Los que confunden la ciencia con la tecnología y no comprenden que la tecnología es solo un subproducto de la ciencia teórica, suelen identificar la ciencia con la máquina de vapor, el automóvil, el radio y la bomba atómica. Olvidan o no perciben que para que la bomba atómica fuese posible se necesitaron 40 años de estudios durante los cuales se creó la física nuclear y la mecánica atómica. Fueron estos estudios los que hicieron posible utilizar los descubrimientos teóricos de la ciencia en la fabricación de explosivos atómicos. Los que así piensan e ignoran la vinculación de la ciencia teórica con la filosofía, y creen que la tecnología surge desligada de la ciencia teórica se parecen a los espectadores de una obra teatral que se figurasen que lo que los actores representan en la escena es inventado por ellos porque ignorasen que éstos se limitan a representar la trama escrita por los dramaturgos.
Con frecuencia suele identificarse la filosofía con una de sus facetas, confundiendo el todo con la parte. Para muchos la filosofía no es otra cosa que los diferentes sistemas metafísicos que en los distintos tiempos han construido los filósofos para dar una concepción del mundo. Como estos sistemas han tenido una vida relativamente corta por no haber podido resistir los ataques de la crítica, se ha sacado la conclusión de que la filosofía no es otra cosa que una serie de tentativas fracasadas.

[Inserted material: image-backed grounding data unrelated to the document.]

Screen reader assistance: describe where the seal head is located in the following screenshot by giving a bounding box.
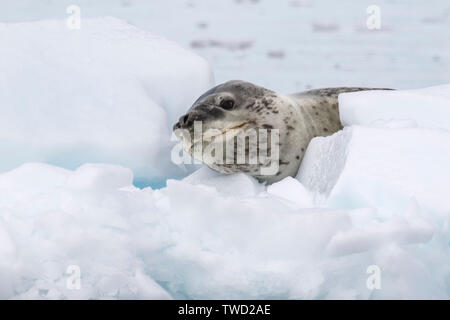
[173,80,298,183]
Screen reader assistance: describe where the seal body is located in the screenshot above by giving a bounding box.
[173,81,392,184]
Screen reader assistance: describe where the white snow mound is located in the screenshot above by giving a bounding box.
[0,18,213,185]
[339,84,450,131]
[0,163,448,299]
[297,125,450,214]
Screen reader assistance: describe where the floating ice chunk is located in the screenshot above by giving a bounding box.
[297,125,450,213]
[0,18,213,185]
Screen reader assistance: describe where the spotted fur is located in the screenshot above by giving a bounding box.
[174,81,393,184]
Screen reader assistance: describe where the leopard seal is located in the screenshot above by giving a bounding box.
[173,80,392,184]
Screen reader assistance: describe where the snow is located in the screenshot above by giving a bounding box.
[0,163,173,299]
[267,176,314,208]
[339,84,450,130]
[0,17,213,187]
[0,162,448,299]
[0,0,449,300]
[298,125,450,214]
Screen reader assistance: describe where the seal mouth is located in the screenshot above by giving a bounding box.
[187,121,249,153]
[216,122,248,138]
[194,121,249,143]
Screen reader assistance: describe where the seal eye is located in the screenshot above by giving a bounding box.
[219,99,235,110]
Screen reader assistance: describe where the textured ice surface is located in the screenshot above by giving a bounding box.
[0,163,448,299]
[297,125,450,214]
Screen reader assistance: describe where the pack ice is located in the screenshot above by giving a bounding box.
[1,163,448,299]
[0,18,449,299]
[0,18,213,186]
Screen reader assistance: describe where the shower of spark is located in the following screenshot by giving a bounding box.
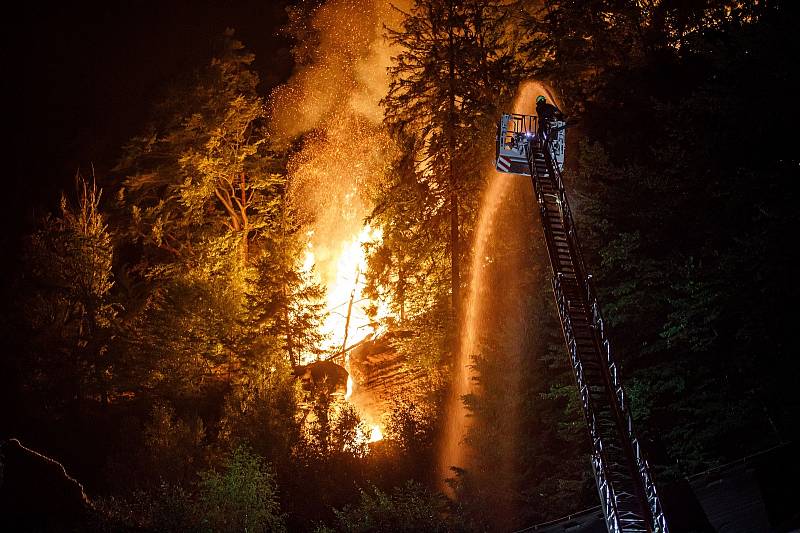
[270,0,408,442]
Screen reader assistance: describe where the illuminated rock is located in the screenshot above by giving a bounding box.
[347,330,425,421]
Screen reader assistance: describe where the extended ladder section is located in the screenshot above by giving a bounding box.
[496,114,668,533]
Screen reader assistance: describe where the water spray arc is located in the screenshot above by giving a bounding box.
[438,82,556,491]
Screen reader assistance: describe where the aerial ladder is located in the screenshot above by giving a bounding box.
[495,113,669,533]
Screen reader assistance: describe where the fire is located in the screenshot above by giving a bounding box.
[353,422,385,447]
[300,223,385,360]
[369,424,383,442]
[322,224,382,352]
[345,375,354,400]
[300,223,389,449]
[271,0,407,455]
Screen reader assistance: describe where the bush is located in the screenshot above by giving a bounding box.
[198,446,286,533]
[322,481,456,533]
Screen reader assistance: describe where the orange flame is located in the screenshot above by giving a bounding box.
[272,0,407,451]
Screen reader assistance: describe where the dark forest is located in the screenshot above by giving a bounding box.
[1,1,798,532]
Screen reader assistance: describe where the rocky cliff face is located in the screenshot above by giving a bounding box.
[293,331,428,426]
[347,332,427,423]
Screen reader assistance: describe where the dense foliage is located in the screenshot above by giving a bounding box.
[1,1,797,531]
[541,0,800,478]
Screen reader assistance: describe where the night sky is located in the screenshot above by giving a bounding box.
[5,0,294,245]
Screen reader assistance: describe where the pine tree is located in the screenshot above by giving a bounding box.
[380,0,517,319]
[240,229,326,368]
[22,177,117,406]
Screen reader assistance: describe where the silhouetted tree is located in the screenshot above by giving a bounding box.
[22,177,117,407]
[381,0,517,316]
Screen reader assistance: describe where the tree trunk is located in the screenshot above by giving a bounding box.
[448,0,460,318]
[283,285,296,367]
[399,264,406,324]
[240,172,249,264]
[341,270,360,354]
[280,205,296,367]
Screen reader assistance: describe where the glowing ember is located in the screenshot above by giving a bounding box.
[345,375,354,400]
[369,424,383,443]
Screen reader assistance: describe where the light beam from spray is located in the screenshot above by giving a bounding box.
[438,81,561,489]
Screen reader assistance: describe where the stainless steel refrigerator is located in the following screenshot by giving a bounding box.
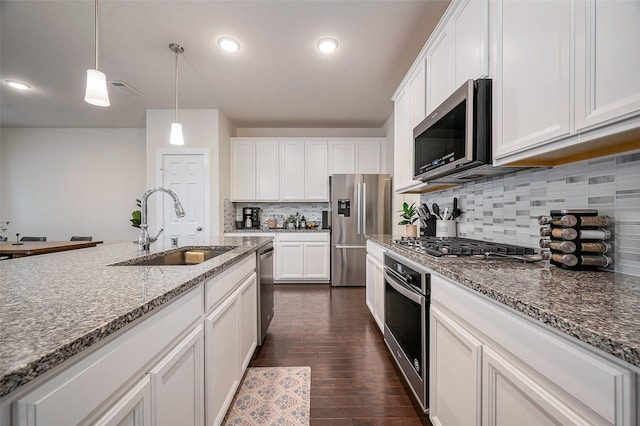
[330,174,392,286]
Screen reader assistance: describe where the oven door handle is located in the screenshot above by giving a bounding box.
[384,271,423,304]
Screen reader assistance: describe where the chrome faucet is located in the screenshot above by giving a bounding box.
[138,187,186,253]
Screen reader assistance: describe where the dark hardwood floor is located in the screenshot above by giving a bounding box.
[250,284,430,426]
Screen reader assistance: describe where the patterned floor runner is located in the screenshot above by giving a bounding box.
[222,366,311,425]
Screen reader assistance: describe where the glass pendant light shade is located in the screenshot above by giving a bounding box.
[170,122,184,145]
[84,69,110,107]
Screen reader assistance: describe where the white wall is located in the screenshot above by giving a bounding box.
[0,128,145,242]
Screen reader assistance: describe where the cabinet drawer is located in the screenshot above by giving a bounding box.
[275,232,329,243]
[205,254,256,313]
[431,274,634,424]
[13,286,203,426]
[366,240,386,262]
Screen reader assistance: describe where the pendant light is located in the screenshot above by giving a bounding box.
[84,0,110,107]
[169,43,185,146]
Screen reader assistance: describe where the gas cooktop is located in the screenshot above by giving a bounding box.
[393,236,536,258]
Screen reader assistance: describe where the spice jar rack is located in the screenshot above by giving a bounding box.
[538,209,613,270]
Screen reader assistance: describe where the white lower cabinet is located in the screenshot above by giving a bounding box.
[482,347,588,426]
[430,273,636,426]
[430,306,481,426]
[205,291,239,426]
[150,325,204,426]
[365,240,386,332]
[274,233,330,281]
[93,376,152,426]
[10,255,259,426]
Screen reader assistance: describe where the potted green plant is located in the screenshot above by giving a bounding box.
[285,214,297,229]
[398,202,418,237]
[130,199,142,228]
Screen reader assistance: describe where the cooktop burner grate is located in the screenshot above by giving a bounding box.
[393,236,536,258]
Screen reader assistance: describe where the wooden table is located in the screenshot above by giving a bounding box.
[0,240,103,259]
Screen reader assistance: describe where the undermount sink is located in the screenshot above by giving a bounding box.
[112,246,236,266]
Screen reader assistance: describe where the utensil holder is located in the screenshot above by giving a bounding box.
[436,220,457,238]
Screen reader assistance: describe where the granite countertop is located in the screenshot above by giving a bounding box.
[367,234,640,369]
[0,236,272,398]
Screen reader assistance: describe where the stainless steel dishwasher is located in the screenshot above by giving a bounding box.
[257,242,274,345]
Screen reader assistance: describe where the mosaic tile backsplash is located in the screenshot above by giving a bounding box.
[419,150,640,277]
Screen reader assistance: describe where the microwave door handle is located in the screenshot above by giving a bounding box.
[356,182,361,235]
[362,182,367,235]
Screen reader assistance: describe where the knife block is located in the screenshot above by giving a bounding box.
[420,217,437,237]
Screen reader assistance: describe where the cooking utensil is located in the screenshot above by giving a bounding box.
[443,207,450,220]
[452,198,462,219]
[432,203,442,220]
[421,203,432,219]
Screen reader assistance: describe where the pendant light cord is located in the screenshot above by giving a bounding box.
[94,0,99,70]
[174,49,179,122]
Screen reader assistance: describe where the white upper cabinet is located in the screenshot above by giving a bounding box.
[255,140,279,201]
[280,141,306,201]
[232,138,383,201]
[452,0,489,87]
[328,139,383,175]
[491,0,572,159]
[328,141,356,174]
[426,28,453,114]
[231,139,279,201]
[575,0,640,131]
[231,140,256,201]
[305,141,329,200]
[394,64,425,191]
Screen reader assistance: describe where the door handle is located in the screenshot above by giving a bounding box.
[196,226,203,232]
[362,182,367,235]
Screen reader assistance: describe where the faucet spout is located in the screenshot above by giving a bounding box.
[138,187,186,253]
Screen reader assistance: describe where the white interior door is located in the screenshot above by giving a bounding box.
[161,153,206,244]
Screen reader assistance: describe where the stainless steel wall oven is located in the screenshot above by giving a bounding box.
[383,251,430,412]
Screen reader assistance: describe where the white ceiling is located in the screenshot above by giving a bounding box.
[0,0,450,129]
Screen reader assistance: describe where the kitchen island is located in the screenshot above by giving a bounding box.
[367,234,640,425]
[0,236,272,425]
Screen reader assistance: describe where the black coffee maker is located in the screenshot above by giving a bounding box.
[242,207,260,229]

Advirtiendo de paso que el destino de los sistemas metafísicos ha sido menos fugaz que el de las teorías científicas, y que si bien los sistemas metafísicos considerados como un todo se ven perpetuamente obligados a renovarse los materiales con que están construidos sobreviven a la demolición del edificio. En otras palabras, los sistemas metafísicos no son completamente falsos, sino solo parcialmente falsos, y cada uno de ellos representó en el momento en que fue edificado la elaboración conceptual más próxima a la verdad que el espíritu humano podía alcanzar en la época respectiva. Nos referimos, desde luego, a los mejores sistemas de cada época, o sea, a la manifestación más alta del pensamiento racional en un determinado momento del tiempo.
Cuando se examinan los sistemas filosóficos sin una noción cabal de los problemas que tales sistemas pretenden resolver, dan la impresión de algo ilusorio y quimérico como las fantasías de los cuentos de hadas. Pero cuando uno se acerca a ellos con la clara noción de que en tales sistemas se tuvo en cuenta todos los factores de la realidad, se les ve en toda su profundidad y se percibe la parte de verdad que a todos corresponde. Así, por ejemplo, las mónadas de Leibnitz parecerán unos entes absurdos a quien examine esta hipótesis careciendo de un conocimiento pleno de los problemas de la ciencia y la filosofía de aquel tiempo. Lo mismo le sucedería a un habitante de la selva a quien se le tratara de explicar la teoría atómica de Niels Bohr o de Heisemberg. Sin embargo, cuando se piensa que Leibnitz tuvo en cuenta a la materia y al espíritu, a lo psíquico y a lo físico, a la libertad y al determinismo, a la teoría del conocimiento y a la teoría del ser, se llega a comprender la significación de las mónadas y se ve como en ellas Leibnitz trató de resolver todos los problemas que planteaban a su espíritu la ciencia y la filosofía.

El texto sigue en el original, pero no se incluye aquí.